C2LLM Technical Report: A New Frontier in Code Retrieval via Adaptive Cross-Attention Pooling
Jin Qin, Zihan Liao, Ziyin Zhang, Hang Yu, Peng Di, Rui Wang
2025-12-24
Summary
This paper introduces C2LLM, which stands for Contrastive Code Large Language Models, a new set of models designed to understand and represent code. They come in two sizes, 0.5 billion and 7 billion parameters, and are built using existing code-focused language models.
What's the problem?
Existing methods for creating code embeddings, which are numerical representations of code used for tasks like searching and understanding, often struggle to capture the full meaning of a code snippet. Many rely on just looking at the very end of the code (the 'end-of-sequence' token) which creates a bottleneck – important information from earlier in the code can be lost. Also, it's often difficult to adjust the size of these embeddings to fit different needs.
What's the solution?
The researchers built C2LLM on top of a strong existing code model called Qwen-2.5-Coder. The key innovation is a new module called 'Pooling by Multihead Attention' or PMA. PMA cleverly uses the model's existing ability to understand code relationships to combine information from *all* parts of the code snippet, not just the end. This avoids the information bottleneck and allows for creating embeddings of different sizes without needing complex adjustments.
Why it matters?
C2LLM achieves state-of-the-art results on a benchmark called MTEB-Code, meaning it's currently the best performing model of its size at understanding code.
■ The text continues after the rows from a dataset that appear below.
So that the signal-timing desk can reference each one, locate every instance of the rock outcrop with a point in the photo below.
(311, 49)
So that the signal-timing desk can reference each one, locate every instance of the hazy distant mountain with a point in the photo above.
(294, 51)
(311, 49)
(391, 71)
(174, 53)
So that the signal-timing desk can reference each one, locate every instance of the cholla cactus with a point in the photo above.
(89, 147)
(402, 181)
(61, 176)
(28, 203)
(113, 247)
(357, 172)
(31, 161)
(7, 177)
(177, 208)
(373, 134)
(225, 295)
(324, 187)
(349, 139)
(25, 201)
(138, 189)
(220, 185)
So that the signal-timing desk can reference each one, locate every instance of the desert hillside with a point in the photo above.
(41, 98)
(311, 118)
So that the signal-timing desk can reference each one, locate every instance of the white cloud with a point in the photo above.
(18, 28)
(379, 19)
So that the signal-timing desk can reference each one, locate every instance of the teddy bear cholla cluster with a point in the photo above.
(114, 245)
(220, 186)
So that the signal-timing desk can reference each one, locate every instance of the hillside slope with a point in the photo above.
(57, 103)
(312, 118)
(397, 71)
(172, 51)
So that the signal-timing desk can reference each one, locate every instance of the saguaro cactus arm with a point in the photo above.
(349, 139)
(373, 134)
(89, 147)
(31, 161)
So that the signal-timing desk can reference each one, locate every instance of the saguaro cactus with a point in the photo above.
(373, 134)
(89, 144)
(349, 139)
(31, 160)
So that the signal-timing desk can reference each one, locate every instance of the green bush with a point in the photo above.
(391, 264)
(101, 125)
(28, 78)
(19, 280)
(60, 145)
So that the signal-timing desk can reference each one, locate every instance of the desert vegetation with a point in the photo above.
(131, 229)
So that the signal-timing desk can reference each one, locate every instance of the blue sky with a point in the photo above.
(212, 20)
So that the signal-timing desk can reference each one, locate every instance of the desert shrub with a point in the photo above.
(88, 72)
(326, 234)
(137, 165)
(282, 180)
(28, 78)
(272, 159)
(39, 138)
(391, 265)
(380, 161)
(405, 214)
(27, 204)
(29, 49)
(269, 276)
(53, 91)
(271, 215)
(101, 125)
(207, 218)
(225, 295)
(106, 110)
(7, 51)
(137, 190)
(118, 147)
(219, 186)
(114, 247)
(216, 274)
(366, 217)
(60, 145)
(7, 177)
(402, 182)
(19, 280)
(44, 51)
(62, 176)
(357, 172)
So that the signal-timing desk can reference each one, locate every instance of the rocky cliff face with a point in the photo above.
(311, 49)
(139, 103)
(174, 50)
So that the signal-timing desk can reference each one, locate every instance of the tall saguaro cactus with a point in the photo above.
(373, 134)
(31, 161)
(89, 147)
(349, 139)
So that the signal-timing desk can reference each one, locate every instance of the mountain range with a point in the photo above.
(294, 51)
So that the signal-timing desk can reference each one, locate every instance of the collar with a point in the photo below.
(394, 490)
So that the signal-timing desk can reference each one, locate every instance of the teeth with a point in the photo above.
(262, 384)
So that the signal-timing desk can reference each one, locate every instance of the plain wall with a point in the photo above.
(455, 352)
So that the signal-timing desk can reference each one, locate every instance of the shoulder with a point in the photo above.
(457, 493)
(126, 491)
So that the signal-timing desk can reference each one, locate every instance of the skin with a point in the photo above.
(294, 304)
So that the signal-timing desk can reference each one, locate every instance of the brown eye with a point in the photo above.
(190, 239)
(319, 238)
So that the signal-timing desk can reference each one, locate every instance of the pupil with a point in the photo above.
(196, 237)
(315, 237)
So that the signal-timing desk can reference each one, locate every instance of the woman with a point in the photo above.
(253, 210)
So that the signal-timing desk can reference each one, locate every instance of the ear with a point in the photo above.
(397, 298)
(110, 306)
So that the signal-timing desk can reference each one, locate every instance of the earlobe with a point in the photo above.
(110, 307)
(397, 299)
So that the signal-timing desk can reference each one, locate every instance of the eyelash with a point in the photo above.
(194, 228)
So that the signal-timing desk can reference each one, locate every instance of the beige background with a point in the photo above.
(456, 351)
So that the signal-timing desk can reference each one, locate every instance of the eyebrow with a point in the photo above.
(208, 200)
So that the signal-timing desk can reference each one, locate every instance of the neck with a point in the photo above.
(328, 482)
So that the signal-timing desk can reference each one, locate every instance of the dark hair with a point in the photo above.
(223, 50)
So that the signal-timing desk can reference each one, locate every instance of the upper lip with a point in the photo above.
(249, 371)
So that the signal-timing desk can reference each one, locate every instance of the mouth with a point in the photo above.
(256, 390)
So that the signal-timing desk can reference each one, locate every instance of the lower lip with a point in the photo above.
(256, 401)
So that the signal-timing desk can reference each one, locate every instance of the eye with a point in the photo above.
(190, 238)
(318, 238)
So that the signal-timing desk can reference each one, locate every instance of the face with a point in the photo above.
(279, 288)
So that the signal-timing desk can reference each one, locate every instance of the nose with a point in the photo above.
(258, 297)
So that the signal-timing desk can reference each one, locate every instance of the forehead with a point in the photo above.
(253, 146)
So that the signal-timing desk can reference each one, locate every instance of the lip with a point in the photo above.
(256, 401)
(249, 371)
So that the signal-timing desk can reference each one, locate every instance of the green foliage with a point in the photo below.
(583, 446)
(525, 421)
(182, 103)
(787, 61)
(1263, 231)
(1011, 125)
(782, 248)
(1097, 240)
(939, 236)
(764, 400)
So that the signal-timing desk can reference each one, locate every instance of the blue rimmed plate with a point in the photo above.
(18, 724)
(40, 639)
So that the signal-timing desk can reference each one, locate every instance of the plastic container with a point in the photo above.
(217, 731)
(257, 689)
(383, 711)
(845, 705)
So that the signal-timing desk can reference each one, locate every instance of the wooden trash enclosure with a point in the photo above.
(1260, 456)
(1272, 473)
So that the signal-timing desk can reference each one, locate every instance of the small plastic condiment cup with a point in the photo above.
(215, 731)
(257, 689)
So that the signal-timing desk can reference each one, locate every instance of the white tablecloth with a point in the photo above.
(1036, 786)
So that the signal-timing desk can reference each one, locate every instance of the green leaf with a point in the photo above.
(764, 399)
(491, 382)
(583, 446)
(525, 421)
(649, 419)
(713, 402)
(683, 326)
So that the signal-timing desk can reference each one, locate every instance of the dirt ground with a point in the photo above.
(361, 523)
This is important because better code embeddings can lead to improvements in many areas, like code search, code completion, and detecting bugs. The flexibility in embedding size also makes it more adaptable to various applications.
Abstract
We present C2LLM - Contrastive Code Large Language Models, a family of code embedding models in both 0.5B and 7B sizes. Building upon Qwen-2.5-Coder backbones, C2LLM adopts a Pooling by Multihead Attention (PMA) module for generating sequence embedding from token embeddings, effectively 1) utilizing the LLM's causal representations acquired during pretraining, while also 2) being able to aggregate information from all tokens in the sequence, breaking the information bottleneck in EOS-based sequence embeddings, and 3) supporting flexible adaptation of embedding dimension, serving as an alternative to MRL. Trained on three million publicly available data, C2LLM models set new records on MTEB-Code among models of similar sizes, with C2LLM-7B ranking 1st on the overall leaderboard.